Nadar en lo más profundo

Triunfa la filosofía musical de Gidon Kremer en su concierto habanero con la Kremerata Báltica

PEDRO DE LA HOZ
pedro.hg@granma.cip.cu

Foto: YORDANKA ALMAGUERLos verdaderos grandes músicos suelen ser generosos. Anteponen su vocación de entrega a los capiteles dorados de la fama. Gidon Kremer pertenece a esa raza. Tiene que saber, porque se conoce a sí mismo, de su talento desbordado, pero no lo cultiva para su propio esplendor, sino como manera de repartir riqueza a los demás.

Este demiurgo letón, cuyo liderazgo al frente de la Kremerata Báltica se hace sentir en términos estéticos y éticos, protagonizó en la noche del jueves una velada que quedará en los anales de la vida musical cubana de nuestros días.

Quienes asistimos al teatro Amadeo Roldán, disfrutamos a un violinista excepcionalmente cultivado y comunicativo, a un virtuoso que reniega del narcisismo técnico para instalarse en el territorio de la intencionada expresividad, a un diseñador de atmósferas, a un conductor exigente y a la vez participativo, y a un artista de mente rigurosa y al mismo tiempo abierta.

No puede ser de otro modo alguien que conscientemente quiere, como ha dicho, "estar en la vanguardia de la lucha contra la polución musical del mundo, que con mucha frecuencia se vuelve víctima de las políticas orientadas por el mercado. (¼ ) La Kremerata Báltica y yo mismo tratamos de mantenernos en los valores reales y no deslizarnos en la superficie de la música. Nadar en lo más profundo sigue siendo nuestra meta al escoger las piezas correctas y tratando de ofrecer interpretaciones, en lugar de imitaciones, de grandes partituras".
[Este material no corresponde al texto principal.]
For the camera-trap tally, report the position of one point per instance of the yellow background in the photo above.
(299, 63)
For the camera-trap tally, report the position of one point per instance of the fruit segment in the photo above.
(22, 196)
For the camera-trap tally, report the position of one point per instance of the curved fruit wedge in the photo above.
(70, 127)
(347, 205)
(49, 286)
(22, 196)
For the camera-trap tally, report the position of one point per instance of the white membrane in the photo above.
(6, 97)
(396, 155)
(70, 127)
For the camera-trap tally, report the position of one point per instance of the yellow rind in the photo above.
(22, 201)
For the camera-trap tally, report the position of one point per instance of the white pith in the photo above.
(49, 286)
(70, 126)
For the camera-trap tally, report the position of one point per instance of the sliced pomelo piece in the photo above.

El Páter noster, de Luigi María Cherubini (1760 – 1842) fue un buen comienzo, una presentación de estilo. Conocido por las óperas y su música religiosa, consigue aquí una pieza de cámara en la que se respira la nostalgia espiritual de un autor que veía y se descolocaba ante el aluvión de cambios de su época. Fineza y equilibrio sonoro quizá sean las mejores palabras para describir el paso de la partitura por el arco de Kremer y sus acompañantes.
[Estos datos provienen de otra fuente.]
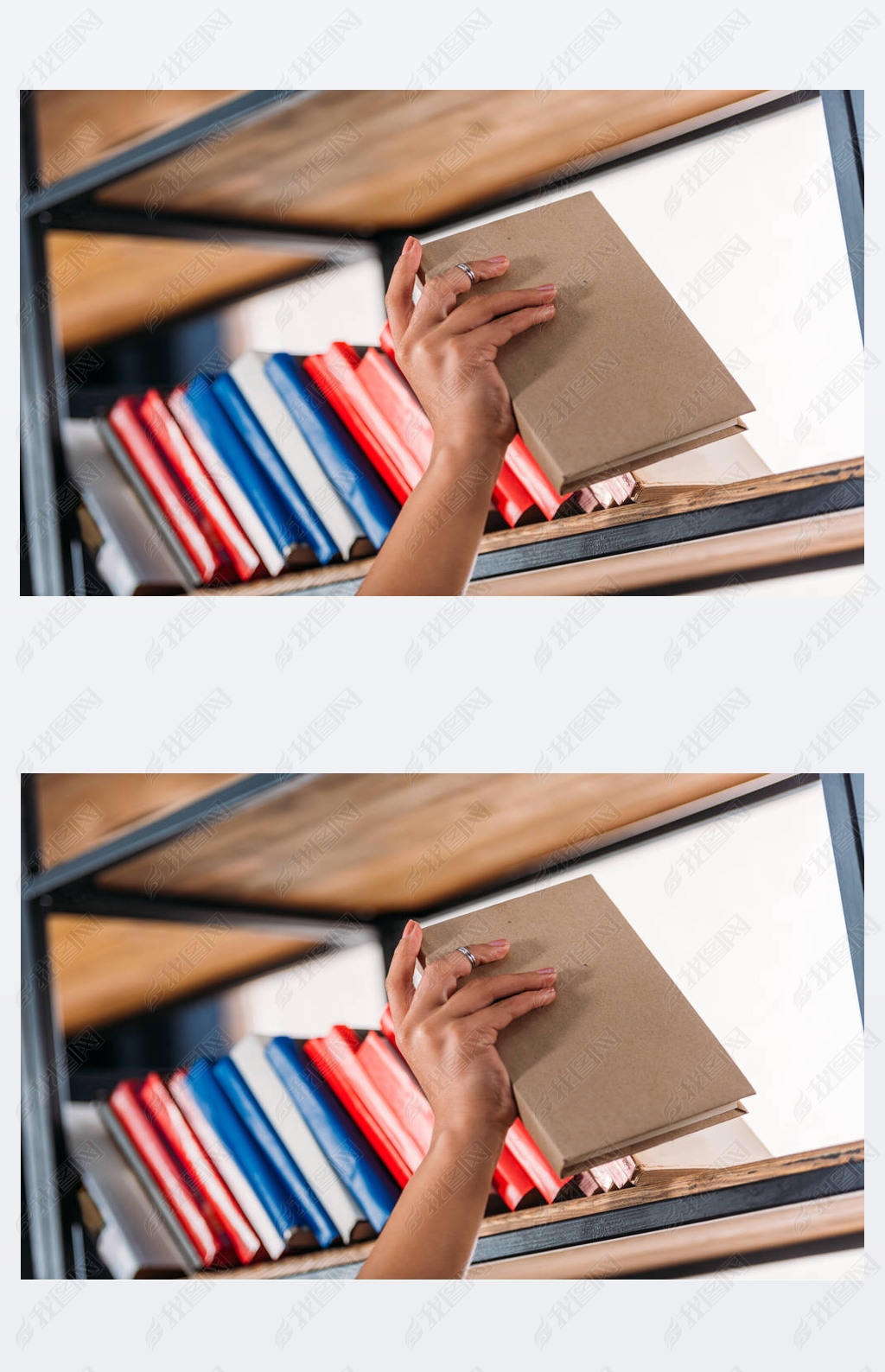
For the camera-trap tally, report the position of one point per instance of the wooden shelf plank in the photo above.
(372, 160)
(651, 504)
(106, 284)
(649, 1189)
(368, 844)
La audición de Silent prayer, con la que Giya Kancheli (Tbilisi, 1935) rindió homenaje al gran cellista Mstislav Rostropovich en el 80 aniversario de su nacimiento y el propio Kremer en su sexagésimo cumpleaños, nos dio la oportunidad de acercarnos a la visión estética de quien es considerado como el compositor georgiano más importante de las últimas décadas. Con pasajes sobrecogedores por la explotación dramática de largos períodos y sutiles melodías, casi interjecciones, matizadas por una voz grabada que salía como del fondo de una cripta, pareció por momentos excesivamente dilatada. Al escuchar la partitura, recordé algo que dijo el célebre músico ruso Rodino Schedrin sobre Kancheli: "Es un asceta con temperamento maximalista". Eso sí, es una obra a la medida del virtuosismo de Kremer, mucho más favorecido como solista que su joven y brillante colega, la cellista Giedre Darvanauskaite.
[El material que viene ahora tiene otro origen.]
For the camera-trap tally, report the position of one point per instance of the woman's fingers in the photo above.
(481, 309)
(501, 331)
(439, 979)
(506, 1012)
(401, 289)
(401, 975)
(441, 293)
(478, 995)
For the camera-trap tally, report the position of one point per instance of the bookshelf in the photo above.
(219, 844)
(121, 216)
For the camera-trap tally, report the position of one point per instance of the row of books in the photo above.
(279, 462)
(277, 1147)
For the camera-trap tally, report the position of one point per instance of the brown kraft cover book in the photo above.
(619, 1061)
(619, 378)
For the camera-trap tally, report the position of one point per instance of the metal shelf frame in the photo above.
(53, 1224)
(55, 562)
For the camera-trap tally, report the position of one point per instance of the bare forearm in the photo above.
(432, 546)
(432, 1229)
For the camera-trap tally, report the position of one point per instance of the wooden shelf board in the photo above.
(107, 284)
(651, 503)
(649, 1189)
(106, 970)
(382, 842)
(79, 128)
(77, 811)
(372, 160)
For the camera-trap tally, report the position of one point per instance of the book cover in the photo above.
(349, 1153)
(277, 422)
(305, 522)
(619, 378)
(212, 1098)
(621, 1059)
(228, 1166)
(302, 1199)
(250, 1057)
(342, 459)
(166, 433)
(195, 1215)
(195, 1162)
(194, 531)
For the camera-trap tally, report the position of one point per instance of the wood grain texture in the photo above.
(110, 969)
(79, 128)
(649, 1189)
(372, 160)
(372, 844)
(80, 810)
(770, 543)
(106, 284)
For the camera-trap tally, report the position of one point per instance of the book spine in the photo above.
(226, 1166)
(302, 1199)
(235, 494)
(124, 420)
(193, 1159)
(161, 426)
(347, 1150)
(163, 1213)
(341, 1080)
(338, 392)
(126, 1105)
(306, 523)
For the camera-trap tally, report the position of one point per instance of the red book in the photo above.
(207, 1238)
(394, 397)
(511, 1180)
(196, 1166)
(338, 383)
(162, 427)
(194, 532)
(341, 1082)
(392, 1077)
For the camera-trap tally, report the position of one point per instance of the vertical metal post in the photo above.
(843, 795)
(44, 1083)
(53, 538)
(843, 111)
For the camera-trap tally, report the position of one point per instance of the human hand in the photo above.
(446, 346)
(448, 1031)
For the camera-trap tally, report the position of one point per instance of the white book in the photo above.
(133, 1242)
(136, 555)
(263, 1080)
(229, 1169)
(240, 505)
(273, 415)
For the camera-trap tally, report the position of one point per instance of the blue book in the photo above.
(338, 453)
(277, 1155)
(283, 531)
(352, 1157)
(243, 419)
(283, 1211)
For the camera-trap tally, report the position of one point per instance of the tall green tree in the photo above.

Toda la potencia musical y la fuerza interpretativa de la Kremerata se desató en la Sinfonía de cámara en Do menor, de Dimitri Shostakovich, que no es más que la versión orquestal de Abram Stasevich del célebre Cuarteto de cuerdas no. 8 en Do menor op. 110, compuesto por el maestro entre el 12 y el 14 de julio de 1960: obra de tintes elegíacos y sombríos.

El ambiente sonoro del concierto dio un giro de 180 grados con la suite Punta del Este, de Astor Piazzolla, instrumentada por uno de los solistas, el vibrafonista Andrei Pushkarev. Y entonces fue el momento del ingenio volcado para descubrir una nueva dimensión del harto elocuente revolucionario discurso tanguero del maestro del bandoneón, quien se hizo también presente en uno de los encores sumamente aplaudidos de la jornada.